Als der tschechoslowakische Staatspräsident Edvard Beneš die Stadt besuchte, wurden diese Altösterreicher tagelang weggesperrt. „Wir glaubten aber, dass sich die Situation wieder normalisieren würde. Meine Familie lebte ja schon seit vier Generationen in Brünn“, so Roder weiter.

Doch es kam anders: „Am 31. Mai hämmerten Tschechen an die Türe und sagten, dass wir raus müssen. Wir dachten, dass es wieder nur ein paar Tage sein würden.“

Die Hölle auf Erden brach über sie herein
Aber dieses Mal war es für immer: Die 27.000 Sudetendeutschen wurden zunächst im Augustinerkloster gesammelt und dann bei brütender Hitze Richtung Österreich getrieben. „Es war die Hölle“, schildert Ulrike Tumberger.
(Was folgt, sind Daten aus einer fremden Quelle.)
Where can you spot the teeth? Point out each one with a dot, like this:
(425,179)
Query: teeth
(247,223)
Ihre Mutter überlebte die Tortur und gründete in Wien den Vertriebenenverband „Bruna“: „Die tschechischen Milizionäre waren gnadenlos. Wenn jemand nicht mehr weiter konnte, wurde er erschossen, oder sie zertrümmerten ihm mit dem Gewehrkolben den Schädel.“

Selbst vor Kleinkindern machte die Mordlust nicht Halt. „Ich habe gesehen, wie einer der Tschechen einer Mutter ihr Baby aus den Armen riss und in einen Fluss warf“, erinnert sich eine heute wieder in Brünn lebende Zeitzeugin unter Tränen.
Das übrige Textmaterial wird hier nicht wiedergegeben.